# Need ideas and advice to build outdoor rabbit enclosure



## Peoria Area Rescue (Aug 10, 2011)

I am wanting to build a safe rabbit enclosure outside. I'm looking for any ideas and advice! I want rabbits to have access to grass, shelter from weather, protection from predators, and most importantly be able to love the new space. I need it to look as great as it is functional. It needs to have separate areas for rabbits who do not get along with others and easy cleaning access is high priority. Please help me with this project.
Thanks Everyone!
Peoria Area Rescue


----------



## funnybunnymummy (Aug 10, 2011)

I think you will get more responses to this in the Housing and Environment forum.
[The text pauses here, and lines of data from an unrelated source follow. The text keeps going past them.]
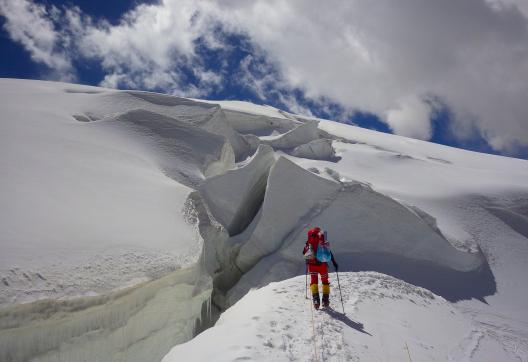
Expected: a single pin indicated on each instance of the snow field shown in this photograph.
(104, 191)
(383, 314)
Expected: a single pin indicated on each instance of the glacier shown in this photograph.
(132, 220)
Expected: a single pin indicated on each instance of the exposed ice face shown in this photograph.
(383, 315)
(90, 170)
(140, 323)
(235, 197)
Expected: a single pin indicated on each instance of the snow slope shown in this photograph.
(107, 192)
(95, 205)
(383, 316)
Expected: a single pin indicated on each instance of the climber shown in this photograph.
(317, 254)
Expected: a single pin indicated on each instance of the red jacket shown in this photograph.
(314, 238)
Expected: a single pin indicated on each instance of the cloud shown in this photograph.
(31, 25)
(380, 57)
(370, 55)
(411, 118)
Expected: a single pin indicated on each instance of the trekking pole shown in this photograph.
(340, 294)
(306, 283)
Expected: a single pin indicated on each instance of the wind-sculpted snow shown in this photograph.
(259, 125)
(384, 316)
(320, 149)
(188, 147)
(104, 189)
(368, 231)
(300, 135)
(235, 197)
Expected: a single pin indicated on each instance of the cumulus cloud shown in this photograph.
(31, 25)
(381, 57)
(411, 118)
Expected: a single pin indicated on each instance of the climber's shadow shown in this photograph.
(343, 318)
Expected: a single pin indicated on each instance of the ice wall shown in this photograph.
(235, 196)
(137, 324)
(368, 230)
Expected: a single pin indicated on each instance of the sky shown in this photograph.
(454, 72)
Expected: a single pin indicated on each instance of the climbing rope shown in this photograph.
(316, 355)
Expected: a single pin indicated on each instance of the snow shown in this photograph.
(107, 194)
(247, 107)
(87, 206)
(235, 197)
(383, 316)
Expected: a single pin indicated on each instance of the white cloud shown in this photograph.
(30, 25)
(370, 55)
(374, 56)
(411, 118)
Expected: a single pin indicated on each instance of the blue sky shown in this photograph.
(406, 80)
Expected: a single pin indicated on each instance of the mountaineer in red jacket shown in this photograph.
(315, 240)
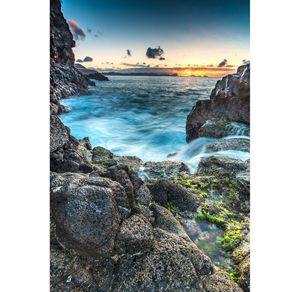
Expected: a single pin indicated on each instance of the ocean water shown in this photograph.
(141, 116)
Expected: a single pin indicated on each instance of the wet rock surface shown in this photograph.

I'll move it for you.

Hope that helps!

Rue


----------



## hillrise (Aug 11, 2011)

I can't say that my enclosures are the prettiest, but they're certainly functional. I just make a frame out of 2x2s, with a plywood lid, sometimes one plywood side (for shade from those really angled sun rays), and the bottom and other sides are done with chicken wire which lets the rabbits graze without being able to dig. Mine are about 2 feet by 3 feet and about 3 feet tall, so they're fairly easy to move around (the chicken wire sides help, too, since the holes are big enough for my fingers).


----------